Dubai: The World Economic Forum, in collaboration with Georgetown University, launched on Tuesday the Islam and the West: Annual Report on the State of Dialogue.
This first report of its kind is a systematic and thorough overview of how Muslim and Western societies perceive and relate to each other at the political, social, economic and cultural levels.
The report, the result of in-depth research carried out by leading academics and experts in the field, finds that majorities in populations around the world believe that violent conflict between the West and the Muslim world can be avoided, but they also share a great deal of pessimism about the state of the relationship.
Among both Muslim majority and non-Muslim majority nations, the proportion who say they think the "other side" is committed to better relations rarely rises above a minority of 30 per cent.

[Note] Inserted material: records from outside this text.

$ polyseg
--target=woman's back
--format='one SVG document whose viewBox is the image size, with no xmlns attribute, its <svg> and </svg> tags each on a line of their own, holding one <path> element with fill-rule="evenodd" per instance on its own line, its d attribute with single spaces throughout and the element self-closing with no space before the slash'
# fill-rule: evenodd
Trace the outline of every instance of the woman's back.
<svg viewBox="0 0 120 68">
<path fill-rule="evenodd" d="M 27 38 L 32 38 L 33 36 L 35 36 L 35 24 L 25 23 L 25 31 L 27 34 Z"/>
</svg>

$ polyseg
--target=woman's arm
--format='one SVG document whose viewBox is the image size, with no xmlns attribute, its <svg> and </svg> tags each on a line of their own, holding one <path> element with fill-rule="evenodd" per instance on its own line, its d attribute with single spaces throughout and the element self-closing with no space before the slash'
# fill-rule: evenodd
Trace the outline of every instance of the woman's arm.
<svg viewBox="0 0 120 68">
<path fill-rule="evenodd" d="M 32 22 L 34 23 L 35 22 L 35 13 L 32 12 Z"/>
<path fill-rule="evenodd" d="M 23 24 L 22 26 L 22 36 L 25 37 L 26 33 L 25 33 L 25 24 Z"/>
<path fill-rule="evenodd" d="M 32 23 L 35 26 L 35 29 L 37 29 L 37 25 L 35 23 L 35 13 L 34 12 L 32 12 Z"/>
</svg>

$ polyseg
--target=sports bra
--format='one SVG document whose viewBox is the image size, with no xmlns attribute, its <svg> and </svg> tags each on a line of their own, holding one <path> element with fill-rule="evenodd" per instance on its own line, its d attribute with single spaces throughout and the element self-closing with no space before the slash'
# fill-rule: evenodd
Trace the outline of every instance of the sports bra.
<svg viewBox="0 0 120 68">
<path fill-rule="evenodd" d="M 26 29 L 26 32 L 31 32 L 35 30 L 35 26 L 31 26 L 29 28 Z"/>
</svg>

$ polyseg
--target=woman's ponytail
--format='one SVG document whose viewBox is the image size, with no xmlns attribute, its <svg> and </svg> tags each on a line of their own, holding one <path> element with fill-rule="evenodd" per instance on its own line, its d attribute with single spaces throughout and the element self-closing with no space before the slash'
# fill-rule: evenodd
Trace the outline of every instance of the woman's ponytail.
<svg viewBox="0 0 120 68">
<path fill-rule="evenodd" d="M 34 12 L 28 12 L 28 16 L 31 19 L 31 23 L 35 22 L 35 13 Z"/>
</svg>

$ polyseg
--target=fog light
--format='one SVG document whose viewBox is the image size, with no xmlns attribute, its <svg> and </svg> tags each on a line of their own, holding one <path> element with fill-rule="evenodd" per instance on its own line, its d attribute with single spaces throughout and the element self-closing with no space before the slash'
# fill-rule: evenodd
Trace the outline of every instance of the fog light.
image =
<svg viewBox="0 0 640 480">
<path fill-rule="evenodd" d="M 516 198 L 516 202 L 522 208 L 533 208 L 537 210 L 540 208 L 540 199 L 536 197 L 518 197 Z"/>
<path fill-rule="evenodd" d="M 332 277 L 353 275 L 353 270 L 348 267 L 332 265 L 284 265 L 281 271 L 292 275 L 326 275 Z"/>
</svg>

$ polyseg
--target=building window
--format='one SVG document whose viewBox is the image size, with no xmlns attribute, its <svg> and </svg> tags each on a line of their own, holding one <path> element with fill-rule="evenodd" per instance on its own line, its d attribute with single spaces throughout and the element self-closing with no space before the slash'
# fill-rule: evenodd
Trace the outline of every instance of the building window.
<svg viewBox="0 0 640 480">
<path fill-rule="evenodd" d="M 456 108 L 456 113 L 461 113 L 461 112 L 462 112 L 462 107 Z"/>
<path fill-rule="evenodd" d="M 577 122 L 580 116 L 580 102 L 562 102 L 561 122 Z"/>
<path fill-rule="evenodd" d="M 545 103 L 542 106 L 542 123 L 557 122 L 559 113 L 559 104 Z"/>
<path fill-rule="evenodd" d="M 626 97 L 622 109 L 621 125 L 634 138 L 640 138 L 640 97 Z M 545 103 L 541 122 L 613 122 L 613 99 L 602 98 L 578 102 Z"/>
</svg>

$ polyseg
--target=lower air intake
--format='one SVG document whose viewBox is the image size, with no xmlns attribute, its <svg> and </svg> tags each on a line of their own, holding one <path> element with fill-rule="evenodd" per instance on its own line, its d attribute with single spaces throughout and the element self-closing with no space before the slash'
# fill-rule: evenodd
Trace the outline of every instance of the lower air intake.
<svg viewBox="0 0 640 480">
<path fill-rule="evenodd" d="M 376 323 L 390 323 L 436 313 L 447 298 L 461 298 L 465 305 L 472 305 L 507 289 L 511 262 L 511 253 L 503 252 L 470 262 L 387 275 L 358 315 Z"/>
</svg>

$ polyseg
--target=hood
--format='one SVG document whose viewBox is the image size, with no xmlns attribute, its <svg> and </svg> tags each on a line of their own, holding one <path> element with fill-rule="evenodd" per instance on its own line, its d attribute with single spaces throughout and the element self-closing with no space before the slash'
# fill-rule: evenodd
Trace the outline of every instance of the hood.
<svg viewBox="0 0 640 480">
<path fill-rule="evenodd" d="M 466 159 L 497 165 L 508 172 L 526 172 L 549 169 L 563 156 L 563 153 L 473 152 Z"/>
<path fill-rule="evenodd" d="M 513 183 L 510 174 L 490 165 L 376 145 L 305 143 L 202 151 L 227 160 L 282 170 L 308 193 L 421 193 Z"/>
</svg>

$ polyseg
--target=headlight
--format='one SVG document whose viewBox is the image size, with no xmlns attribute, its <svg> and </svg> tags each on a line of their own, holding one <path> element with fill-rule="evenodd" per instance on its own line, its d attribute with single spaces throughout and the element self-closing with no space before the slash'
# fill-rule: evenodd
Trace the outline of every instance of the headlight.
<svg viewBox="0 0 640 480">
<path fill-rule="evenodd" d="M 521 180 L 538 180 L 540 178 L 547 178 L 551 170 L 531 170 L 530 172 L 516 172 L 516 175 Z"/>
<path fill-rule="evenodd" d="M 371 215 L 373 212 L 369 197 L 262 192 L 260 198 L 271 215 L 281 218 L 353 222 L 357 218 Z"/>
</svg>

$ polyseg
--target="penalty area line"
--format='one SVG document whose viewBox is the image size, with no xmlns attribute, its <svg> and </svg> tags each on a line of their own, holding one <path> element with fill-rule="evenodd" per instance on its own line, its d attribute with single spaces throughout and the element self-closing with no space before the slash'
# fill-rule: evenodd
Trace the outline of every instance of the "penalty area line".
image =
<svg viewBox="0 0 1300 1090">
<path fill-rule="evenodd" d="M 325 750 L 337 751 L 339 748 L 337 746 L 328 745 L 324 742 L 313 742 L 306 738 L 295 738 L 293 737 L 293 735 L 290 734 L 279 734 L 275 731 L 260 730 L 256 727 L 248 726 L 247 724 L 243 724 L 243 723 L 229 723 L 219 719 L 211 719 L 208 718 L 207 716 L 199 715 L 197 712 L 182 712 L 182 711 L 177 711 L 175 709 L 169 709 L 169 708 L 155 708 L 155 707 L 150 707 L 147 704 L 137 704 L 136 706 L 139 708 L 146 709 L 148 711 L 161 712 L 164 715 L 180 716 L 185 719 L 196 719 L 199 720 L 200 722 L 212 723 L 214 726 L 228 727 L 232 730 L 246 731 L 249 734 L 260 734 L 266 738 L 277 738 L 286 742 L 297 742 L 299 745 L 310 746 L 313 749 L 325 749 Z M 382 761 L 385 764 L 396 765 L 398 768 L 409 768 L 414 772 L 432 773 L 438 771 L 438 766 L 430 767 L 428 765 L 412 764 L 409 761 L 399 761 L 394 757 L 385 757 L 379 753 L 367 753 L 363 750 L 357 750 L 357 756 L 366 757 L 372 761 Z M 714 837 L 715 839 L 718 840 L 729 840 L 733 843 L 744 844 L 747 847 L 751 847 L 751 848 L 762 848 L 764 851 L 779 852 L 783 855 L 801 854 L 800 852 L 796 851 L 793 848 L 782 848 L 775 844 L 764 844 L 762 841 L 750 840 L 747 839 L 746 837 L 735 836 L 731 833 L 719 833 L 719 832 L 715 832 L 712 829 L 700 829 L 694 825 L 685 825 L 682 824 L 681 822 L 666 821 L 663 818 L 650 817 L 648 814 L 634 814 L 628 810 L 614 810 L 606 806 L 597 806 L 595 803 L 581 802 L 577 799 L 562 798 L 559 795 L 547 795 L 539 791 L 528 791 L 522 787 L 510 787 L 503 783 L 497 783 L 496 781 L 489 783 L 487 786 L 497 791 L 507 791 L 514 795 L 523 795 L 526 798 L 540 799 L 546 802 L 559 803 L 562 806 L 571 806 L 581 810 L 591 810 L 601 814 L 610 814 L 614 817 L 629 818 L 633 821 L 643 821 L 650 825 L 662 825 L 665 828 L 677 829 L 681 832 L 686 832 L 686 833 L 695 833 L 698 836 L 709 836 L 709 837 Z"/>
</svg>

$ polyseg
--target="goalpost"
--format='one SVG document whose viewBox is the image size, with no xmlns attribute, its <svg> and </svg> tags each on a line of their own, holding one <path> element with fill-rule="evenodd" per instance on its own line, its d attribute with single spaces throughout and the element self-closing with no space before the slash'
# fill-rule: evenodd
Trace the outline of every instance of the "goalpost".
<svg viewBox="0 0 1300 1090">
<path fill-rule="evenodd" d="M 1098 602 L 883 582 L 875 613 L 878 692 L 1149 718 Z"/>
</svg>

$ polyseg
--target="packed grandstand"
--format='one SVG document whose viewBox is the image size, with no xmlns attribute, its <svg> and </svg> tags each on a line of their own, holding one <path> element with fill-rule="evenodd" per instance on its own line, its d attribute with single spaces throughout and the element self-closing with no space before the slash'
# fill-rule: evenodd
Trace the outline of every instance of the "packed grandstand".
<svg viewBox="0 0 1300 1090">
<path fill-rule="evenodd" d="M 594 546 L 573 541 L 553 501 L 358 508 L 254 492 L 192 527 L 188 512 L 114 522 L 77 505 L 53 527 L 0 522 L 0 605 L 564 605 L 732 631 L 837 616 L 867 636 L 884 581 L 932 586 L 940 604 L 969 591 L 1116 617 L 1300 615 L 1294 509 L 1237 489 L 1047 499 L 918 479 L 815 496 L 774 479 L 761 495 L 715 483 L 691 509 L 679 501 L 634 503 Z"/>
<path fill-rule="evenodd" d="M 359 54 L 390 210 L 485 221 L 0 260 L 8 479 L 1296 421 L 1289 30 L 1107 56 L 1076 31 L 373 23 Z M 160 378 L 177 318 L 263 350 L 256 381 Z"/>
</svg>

Notwithstanding the prevalent sense of scepticism, majorities of residents in nations around the world say that better interaction between the Muslim and Western worlds is important to them.
"The World Economic Forum believes that like all other global challenges, it will take the collaborative effort of all stakeholders from government, business, religion, media, academia and civil society to pre-empt any crisis, create alliances and find solutions," said Professor Klaus Schwab, Founder and Executive Chairman of the World Economic Forum.
"Over the course of 2008, the Community of Islam and the West Dialogue will invite leaders from various walks of life to engage in a concerted dialogue and debate on the most important issues, in particular the area of citizenship and integration."
The report features a Gallup Muslim-West Dialogue Index, a ranking of countries based on citizens' degree of optimism about the state of relations between the West and the Muslim world.
The report also presents an analysis of the portrayal of Islam and the West in newspapers and television in 24 countries by Media Tenor; and a survey by Georgetown University of international, national and local efforts to improve Muslim-West relations.
An important finding of the report is the emergence of citizenship and integration as the second most powerful shaper of the state of dialogue after international politics.
Greater interaction with the Muslim world is actually considered a threat by 60 per cent of the citizens of many European countries but not in America or Israel.
"As an annual global reference on the state of West and Islam dialogue, the report will elevate the visibility of dialogue activities around the world and strengthen efforts to advance greater understanding and cooperation at a critical juncture in history," remarked the report's lead author, John J. DeGioia, President of Georgetown University.